“Many mental health patients are going without personal budgets; they are suffering from a double discrimination. Not only is mental health underfunded by the NHS but also it is being hit by blatant discrimination in the allocation of personal budgets.
In Adult Care Social Services, personal Budgets are agreed readily and speedily by Team Managers or even Practice Consultants up to a level of £40,000; so there are few delays for people with chronic physical illnesses or disabilities.

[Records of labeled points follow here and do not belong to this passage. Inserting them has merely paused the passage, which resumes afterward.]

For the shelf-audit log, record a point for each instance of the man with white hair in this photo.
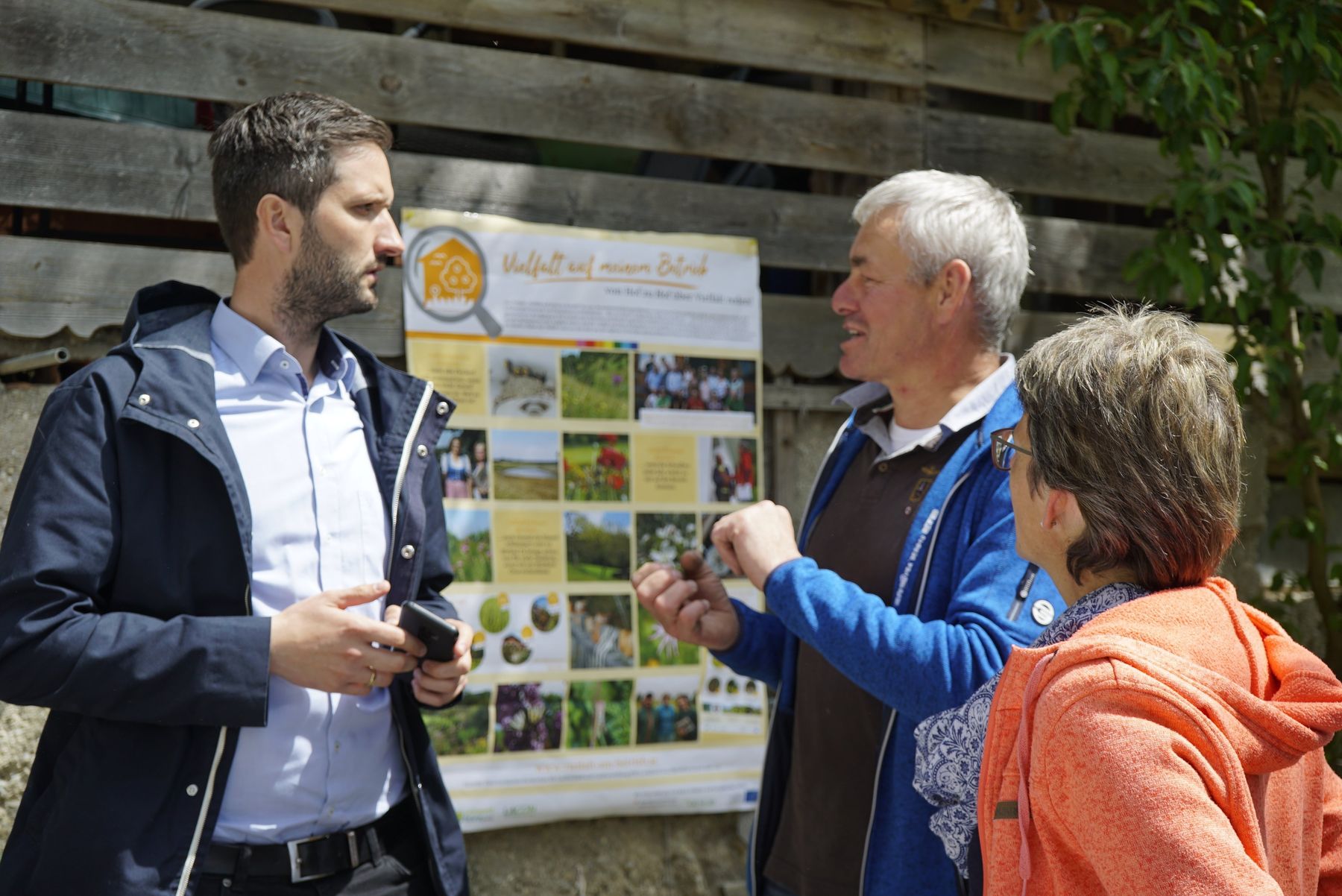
(904, 592)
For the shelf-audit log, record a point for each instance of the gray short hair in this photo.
(1134, 412)
(945, 216)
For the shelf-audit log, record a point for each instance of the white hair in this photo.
(945, 216)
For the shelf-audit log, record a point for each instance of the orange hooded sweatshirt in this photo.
(1174, 746)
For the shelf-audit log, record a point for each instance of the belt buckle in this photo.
(295, 875)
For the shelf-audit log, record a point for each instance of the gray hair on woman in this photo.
(944, 218)
(1134, 414)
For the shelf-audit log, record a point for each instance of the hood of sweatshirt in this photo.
(1271, 699)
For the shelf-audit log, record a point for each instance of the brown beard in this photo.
(321, 286)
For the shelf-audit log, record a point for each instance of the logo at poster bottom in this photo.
(447, 277)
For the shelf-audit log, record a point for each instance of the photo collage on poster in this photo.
(607, 391)
(564, 471)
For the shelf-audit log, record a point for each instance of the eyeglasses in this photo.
(1004, 449)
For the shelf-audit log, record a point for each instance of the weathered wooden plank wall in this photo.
(156, 47)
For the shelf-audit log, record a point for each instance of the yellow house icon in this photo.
(453, 273)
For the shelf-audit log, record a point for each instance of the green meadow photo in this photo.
(595, 385)
(599, 714)
(596, 546)
(463, 728)
(526, 464)
(469, 545)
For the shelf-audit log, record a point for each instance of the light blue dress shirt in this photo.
(324, 762)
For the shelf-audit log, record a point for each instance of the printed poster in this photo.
(608, 414)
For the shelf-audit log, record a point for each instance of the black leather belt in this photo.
(313, 857)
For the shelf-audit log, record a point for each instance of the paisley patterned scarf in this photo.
(951, 745)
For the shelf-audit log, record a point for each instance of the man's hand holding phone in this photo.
(436, 681)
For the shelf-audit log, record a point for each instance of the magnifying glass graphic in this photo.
(446, 275)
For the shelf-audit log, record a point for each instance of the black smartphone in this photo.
(438, 635)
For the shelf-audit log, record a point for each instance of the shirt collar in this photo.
(243, 341)
(251, 347)
(870, 399)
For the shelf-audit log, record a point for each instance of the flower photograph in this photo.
(658, 647)
(529, 716)
(469, 543)
(463, 728)
(595, 385)
(664, 537)
(596, 466)
(596, 546)
(599, 714)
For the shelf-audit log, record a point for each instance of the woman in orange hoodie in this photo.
(1160, 736)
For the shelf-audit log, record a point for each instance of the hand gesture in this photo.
(693, 605)
(436, 684)
(756, 541)
(317, 644)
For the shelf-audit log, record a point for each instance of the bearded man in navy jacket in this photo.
(207, 555)
(904, 590)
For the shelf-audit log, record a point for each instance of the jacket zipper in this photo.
(402, 468)
(396, 505)
(890, 726)
(210, 788)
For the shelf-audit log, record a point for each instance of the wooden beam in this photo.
(1033, 157)
(838, 40)
(47, 161)
(988, 60)
(50, 161)
(159, 48)
(55, 285)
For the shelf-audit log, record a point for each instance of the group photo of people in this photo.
(684, 382)
(464, 463)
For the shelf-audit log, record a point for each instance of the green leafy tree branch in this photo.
(1236, 93)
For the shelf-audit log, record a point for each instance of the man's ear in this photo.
(953, 285)
(278, 224)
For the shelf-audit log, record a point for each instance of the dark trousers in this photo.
(402, 871)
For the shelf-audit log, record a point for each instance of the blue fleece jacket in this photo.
(963, 599)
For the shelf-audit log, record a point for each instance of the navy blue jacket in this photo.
(125, 608)
(963, 599)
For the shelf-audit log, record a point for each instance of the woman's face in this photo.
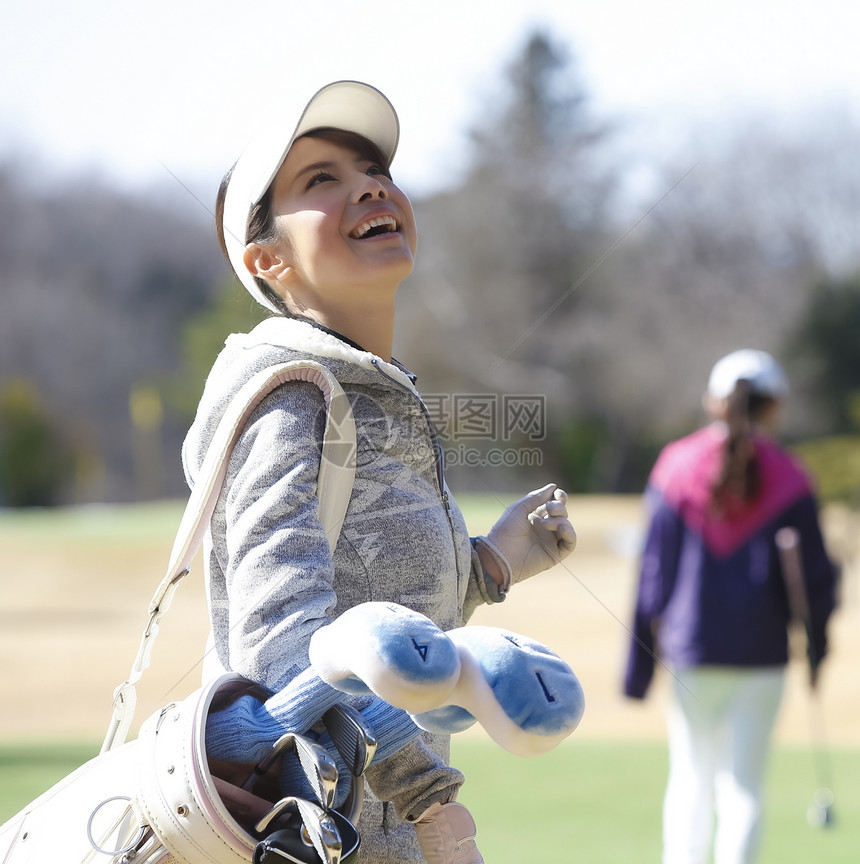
(347, 231)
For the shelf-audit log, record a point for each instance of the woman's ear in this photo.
(265, 261)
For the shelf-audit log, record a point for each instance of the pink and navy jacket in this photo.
(710, 588)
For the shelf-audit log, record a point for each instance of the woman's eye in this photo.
(319, 177)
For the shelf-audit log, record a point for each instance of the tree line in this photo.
(566, 263)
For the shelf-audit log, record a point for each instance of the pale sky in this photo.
(134, 88)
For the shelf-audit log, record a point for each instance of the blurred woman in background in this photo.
(712, 604)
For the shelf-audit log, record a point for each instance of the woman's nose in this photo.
(370, 188)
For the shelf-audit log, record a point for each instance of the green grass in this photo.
(590, 802)
(600, 803)
(76, 525)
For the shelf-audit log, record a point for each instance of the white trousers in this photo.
(720, 721)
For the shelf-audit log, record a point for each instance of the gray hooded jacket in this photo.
(271, 578)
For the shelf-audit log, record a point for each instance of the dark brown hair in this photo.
(261, 221)
(739, 474)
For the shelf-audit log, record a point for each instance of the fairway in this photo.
(76, 584)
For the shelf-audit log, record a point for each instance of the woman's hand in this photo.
(532, 535)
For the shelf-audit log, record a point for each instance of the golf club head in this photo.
(315, 838)
(352, 737)
(319, 768)
(316, 762)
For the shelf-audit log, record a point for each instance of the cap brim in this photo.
(348, 105)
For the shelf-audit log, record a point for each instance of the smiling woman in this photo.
(317, 230)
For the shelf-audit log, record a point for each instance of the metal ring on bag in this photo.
(140, 833)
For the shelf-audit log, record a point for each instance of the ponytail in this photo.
(739, 475)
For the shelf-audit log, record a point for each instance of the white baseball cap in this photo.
(348, 105)
(764, 374)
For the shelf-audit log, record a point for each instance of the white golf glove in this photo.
(532, 535)
(446, 835)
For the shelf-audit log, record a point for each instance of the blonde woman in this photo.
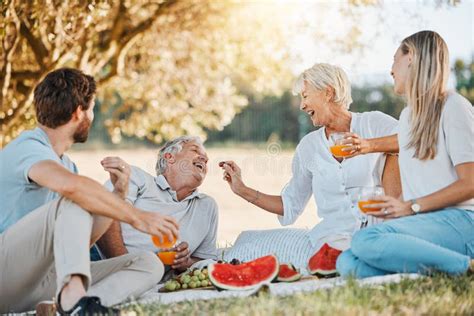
(432, 227)
(325, 95)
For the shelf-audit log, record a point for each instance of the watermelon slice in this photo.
(288, 273)
(245, 276)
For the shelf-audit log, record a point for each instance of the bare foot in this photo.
(72, 292)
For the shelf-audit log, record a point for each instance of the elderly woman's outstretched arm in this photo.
(233, 175)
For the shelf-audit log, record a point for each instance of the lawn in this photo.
(437, 295)
(268, 171)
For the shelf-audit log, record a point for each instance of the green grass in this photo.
(437, 295)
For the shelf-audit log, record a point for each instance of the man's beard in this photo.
(82, 131)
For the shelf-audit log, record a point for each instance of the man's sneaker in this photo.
(323, 262)
(46, 308)
(88, 306)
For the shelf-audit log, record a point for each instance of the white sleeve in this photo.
(458, 125)
(382, 125)
(136, 184)
(296, 193)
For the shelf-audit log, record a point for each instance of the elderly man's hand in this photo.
(119, 172)
(356, 145)
(183, 259)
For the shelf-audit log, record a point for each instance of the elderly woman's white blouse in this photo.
(317, 172)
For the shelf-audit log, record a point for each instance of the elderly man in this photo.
(50, 215)
(181, 168)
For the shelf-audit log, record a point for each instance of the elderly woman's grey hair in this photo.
(173, 147)
(320, 76)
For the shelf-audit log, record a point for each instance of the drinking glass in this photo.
(366, 197)
(336, 145)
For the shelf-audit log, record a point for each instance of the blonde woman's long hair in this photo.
(426, 90)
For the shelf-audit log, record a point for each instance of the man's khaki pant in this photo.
(40, 252)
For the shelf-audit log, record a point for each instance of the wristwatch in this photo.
(415, 207)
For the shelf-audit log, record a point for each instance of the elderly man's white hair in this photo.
(320, 76)
(173, 147)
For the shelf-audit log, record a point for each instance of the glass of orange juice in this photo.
(336, 145)
(366, 197)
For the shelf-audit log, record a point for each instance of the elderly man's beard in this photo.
(82, 131)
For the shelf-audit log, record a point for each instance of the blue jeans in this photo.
(441, 240)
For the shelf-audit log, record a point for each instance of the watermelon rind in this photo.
(292, 278)
(222, 286)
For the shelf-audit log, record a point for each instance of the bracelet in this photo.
(256, 198)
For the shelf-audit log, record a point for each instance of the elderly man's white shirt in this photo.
(316, 172)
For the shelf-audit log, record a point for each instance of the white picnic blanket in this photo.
(278, 289)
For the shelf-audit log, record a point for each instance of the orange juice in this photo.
(364, 208)
(166, 242)
(336, 150)
(167, 257)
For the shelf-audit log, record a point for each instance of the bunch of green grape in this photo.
(189, 280)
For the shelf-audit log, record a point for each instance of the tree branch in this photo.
(146, 24)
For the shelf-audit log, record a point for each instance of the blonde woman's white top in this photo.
(455, 146)
(316, 172)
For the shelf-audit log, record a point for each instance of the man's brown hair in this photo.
(59, 95)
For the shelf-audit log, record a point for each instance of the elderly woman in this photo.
(180, 170)
(432, 225)
(326, 96)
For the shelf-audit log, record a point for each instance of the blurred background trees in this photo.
(169, 65)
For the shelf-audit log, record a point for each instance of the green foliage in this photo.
(274, 118)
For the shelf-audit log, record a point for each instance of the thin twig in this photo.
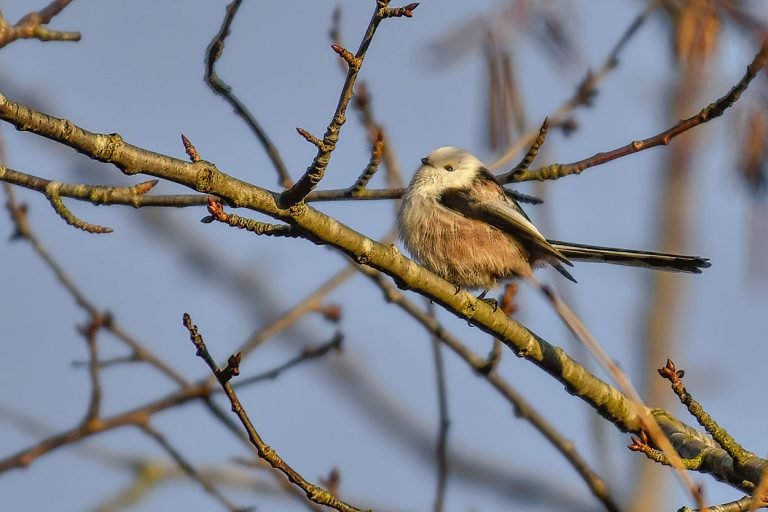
(316, 170)
(23, 230)
(711, 111)
(584, 92)
(444, 422)
(30, 26)
(322, 229)
(649, 423)
(224, 375)
(89, 332)
(188, 467)
(523, 409)
(215, 49)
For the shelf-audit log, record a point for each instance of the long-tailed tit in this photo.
(459, 222)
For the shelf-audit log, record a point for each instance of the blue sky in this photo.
(138, 71)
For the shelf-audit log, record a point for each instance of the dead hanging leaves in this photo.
(697, 29)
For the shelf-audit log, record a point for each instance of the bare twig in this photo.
(322, 229)
(215, 49)
(316, 170)
(649, 423)
(188, 467)
(444, 422)
(711, 111)
(23, 230)
(224, 375)
(584, 92)
(254, 226)
(30, 26)
(89, 332)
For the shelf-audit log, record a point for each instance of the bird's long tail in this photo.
(647, 259)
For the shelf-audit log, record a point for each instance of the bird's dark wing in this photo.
(485, 201)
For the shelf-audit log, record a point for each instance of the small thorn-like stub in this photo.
(396, 12)
(192, 153)
(216, 210)
(311, 138)
(145, 186)
(349, 57)
(569, 126)
(232, 369)
(670, 372)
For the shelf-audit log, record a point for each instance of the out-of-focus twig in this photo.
(522, 408)
(30, 26)
(649, 423)
(224, 376)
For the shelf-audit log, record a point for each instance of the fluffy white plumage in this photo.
(459, 222)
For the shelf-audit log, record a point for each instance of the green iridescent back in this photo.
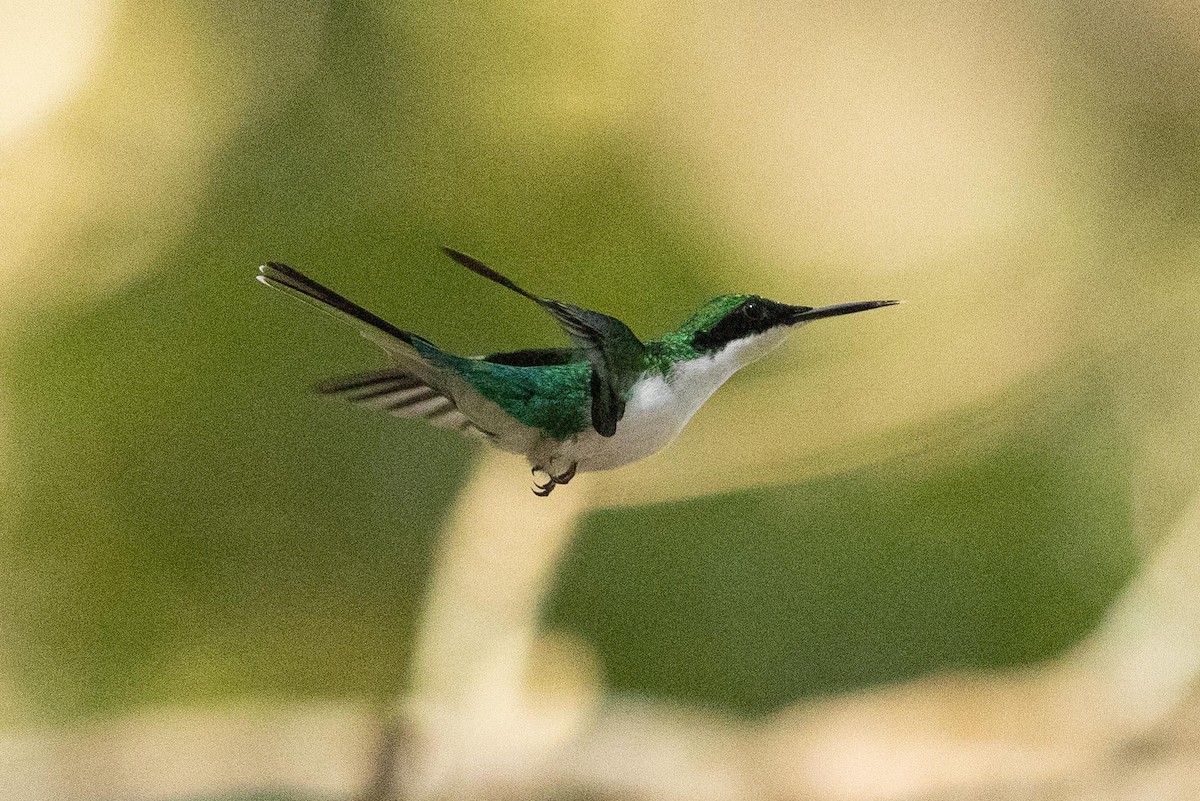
(557, 398)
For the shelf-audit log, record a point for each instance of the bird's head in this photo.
(755, 323)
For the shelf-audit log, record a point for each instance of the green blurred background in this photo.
(190, 524)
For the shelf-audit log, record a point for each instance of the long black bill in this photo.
(804, 314)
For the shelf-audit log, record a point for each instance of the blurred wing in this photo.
(413, 387)
(616, 354)
(402, 395)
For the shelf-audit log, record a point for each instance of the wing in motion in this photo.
(413, 389)
(616, 354)
(402, 395)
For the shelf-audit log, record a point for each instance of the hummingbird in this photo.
(604, 402)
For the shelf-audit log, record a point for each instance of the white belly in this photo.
(659, 408)
(654, 415)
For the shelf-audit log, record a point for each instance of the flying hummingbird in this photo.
(604, 402)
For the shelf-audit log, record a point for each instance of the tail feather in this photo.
(293, 282)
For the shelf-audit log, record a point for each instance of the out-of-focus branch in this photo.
(475, 717)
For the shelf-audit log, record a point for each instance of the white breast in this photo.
(661, 405)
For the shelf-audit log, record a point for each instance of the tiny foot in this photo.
(567, 476)
(543, 489)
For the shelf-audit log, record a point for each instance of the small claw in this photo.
(567, 476)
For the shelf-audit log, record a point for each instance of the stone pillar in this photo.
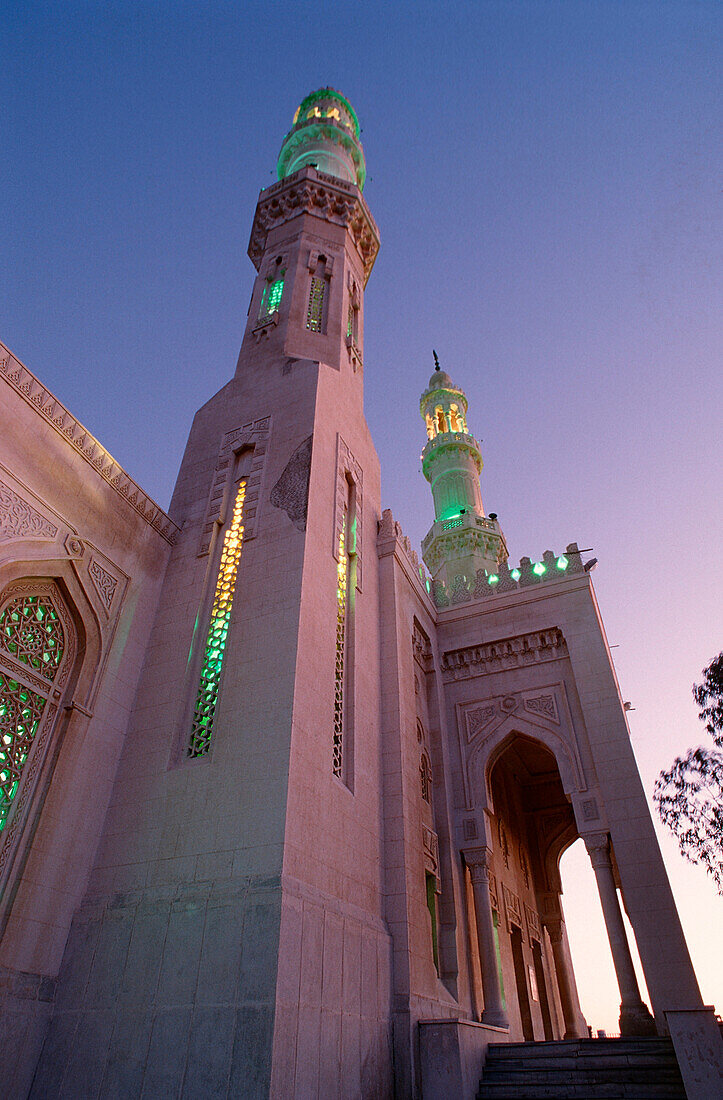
(555, 930)
(634, 1016)
(478, 860)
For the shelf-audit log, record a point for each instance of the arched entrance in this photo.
(528, 981)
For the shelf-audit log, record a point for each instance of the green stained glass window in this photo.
(273, 296)
(342, 578)
(207, 697)
(32, 633)
(21, 711)
(315, 311)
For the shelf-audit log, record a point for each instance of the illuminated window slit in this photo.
(342, 581)
(207, 697)
(315, 311)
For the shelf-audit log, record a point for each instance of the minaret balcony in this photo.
(459, 536)
(451, 440)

In mental health, where the Purchase of Care budget is still held by Norfolk County Council Social Services, there is an overly-bureaucratic system of control over personal budgets. Anything up to £10,000 has to be agreed by a locality panel of senior managers; anything over this sum has to be agreed by this panel, and then by a Senior Manager from Social Services. This has led to huge delays in the provision of personal budgets, and massive frustration and demoralisation on the part of mental health practitioners whose professional assessments are constantly questioned by ivory tower managers.
On top of this, the shortage of care coordinators is leading to many patients not having any care plan at all, being told they are not eligible or other such nonsense. Eligibility for care services is determined by the FACS (Fair Access to Care Services Criteria) and by CPA (Care Programme Approach) policy; the last national review of CPA specified the priority groups for CPA, which included patients with children, the homeless and people with dual diagnosis – probably the three groups who suffer the greatest discrimination.”